Manifestations contre la vie chère en Tunisie : "Le risque répressif est fort" si la contestation continue
Bertrand Badie, spécialiste des relations internationales, a expliqué, jeudi sur franceinfo, que les rassemblements qui ont lieu en Tunisie contre de nouvelles mesures d'austérité démontrent "une coupure du politique par rapport à la société".
"Ces mouvements explosent souvent tout d'un coup, quand on ne les entend pas et peuvent aussi disparaître rapidement", a expliqué Bertrand Badie, jeudi 11 janvier sur franceinfo. Pour ce spécialiste des relations internationales et professeur à Sciences Po, les 600 arrestations dans plusieurs de Tunisie depuis lundi lors de rassemblements contre de nouvelles mesures d'austérité démontrent "une coupure du politique par rapport à la société".
franceinfo : Qu'est-ce que qui a déclenché ce mouvement ?
Bertrand Badie : C'est la conjonction de trois facteurs avec une sorte de révolte spontanée contre des conditions économiques et une situation de l'emploi très défavorables. Il y a ensuite une politique économique et l'annonce de mesures gouvernementales qui sont d'inspiration libérale et perçues comme privatives et aggravant les choses, par les petites gens. Enfin, il y a un soupçon, une accusation de dérive autoritaire portée à l'encontre du système politique. Il ne faut pas oublier qu'en Tunisie, beaucoup dans l'entourage du président voudraient réformer la Constitution pour la rendre plus présidentielle.
Est-ce une forme de contestation classique en Tunisie et ailleurs dans le monde ?
C'est à peu près des symptômes qu'on retrouvait en Iran, il y a une dizaine de jours. C'est aussi les symptômes qu'on retrouve dans l'histoire tunisienne dès les émeutes de la fin de 1984. Elles avaient marqué le début de la fin pour Habib Bourguiba [chef d'Etat de 1957 à 1987]. Nous sommes dans un monde où les sociétés se réveillent sans qu'il y ait nécessairement de leader. C'est une forme nouvelle d'expression et de mobilisation de la société. C'est un phénomène qui tend à se banaliser dans beaucoup de pays, notamment ceux du Sud, mais aussi dans les pays du Nord avec la vague populiste. Il y a une coupure du politique par rapport à la société. Elle est orchestrée en Tunisie, en ce moment, par cette formule qu'on retrouvait aussi en Iran, il y a quelques jours : "Il est nécessaire de prendre des mesures économiques drastiques pour améliorer la situation du pays." Ce sont des choses que la population n'est pas forcément apte à entendre, surtout lorsqu'on souffre de la faim ou du chômage.
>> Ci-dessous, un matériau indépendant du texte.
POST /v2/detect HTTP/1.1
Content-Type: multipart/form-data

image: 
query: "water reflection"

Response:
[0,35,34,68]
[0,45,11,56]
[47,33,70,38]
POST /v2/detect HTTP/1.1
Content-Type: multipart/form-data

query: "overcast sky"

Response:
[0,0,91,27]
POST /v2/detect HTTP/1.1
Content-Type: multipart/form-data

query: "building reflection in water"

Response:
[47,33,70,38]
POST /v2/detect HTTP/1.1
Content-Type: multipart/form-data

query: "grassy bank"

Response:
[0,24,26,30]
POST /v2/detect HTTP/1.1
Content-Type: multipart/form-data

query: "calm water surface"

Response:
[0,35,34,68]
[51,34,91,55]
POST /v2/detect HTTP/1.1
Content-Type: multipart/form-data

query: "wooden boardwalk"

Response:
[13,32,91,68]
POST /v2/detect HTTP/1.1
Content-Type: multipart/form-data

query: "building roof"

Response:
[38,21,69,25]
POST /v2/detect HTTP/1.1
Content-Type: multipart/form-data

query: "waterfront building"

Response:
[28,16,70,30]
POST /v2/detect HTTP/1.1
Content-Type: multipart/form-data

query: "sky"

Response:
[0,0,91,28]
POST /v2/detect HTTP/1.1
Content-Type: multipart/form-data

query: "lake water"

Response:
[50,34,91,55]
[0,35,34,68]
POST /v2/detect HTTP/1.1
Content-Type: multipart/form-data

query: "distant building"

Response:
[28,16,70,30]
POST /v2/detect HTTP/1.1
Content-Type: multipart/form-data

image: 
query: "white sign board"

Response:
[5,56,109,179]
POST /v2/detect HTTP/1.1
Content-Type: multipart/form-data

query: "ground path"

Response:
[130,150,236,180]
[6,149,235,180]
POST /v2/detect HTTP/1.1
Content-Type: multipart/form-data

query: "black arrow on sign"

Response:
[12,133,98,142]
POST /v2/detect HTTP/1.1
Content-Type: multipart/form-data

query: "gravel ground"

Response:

Plus de 600 personnes ont été arrêtées ces trois derniers jours en Tunisie. Y a-t-il une volonté de réprimer le mouvement ?
Les récits que l'on en a indiquent effectivement que la réaction est assez forte. Ben Ali [chef d'Etat de 1987 à 2011] a perdu le pouvoir parce qu'après une pulsion répressive, il a baissé les bras, encouragé par la communauté internationale et à l'époque surtout par les États-Unis. Là, on se dit à Tunis que si l'on baisse les bras, il risque de se produire la même chose qu'il y a sept ans. Ce risque répressif est fort, si du moins ces mouvements venaient à continuer. Le défaut de légitimité, ou en tout cas d'adhésion réelle de la population aux institutions, fait que les institutions risquent d'être les premières victimes de ces mouvements, s'ils viennent à durer. Ces mouvements explosent souvent tout d'un coup, quand on ne les entend pas et peuvent aussi disparaître rapidement.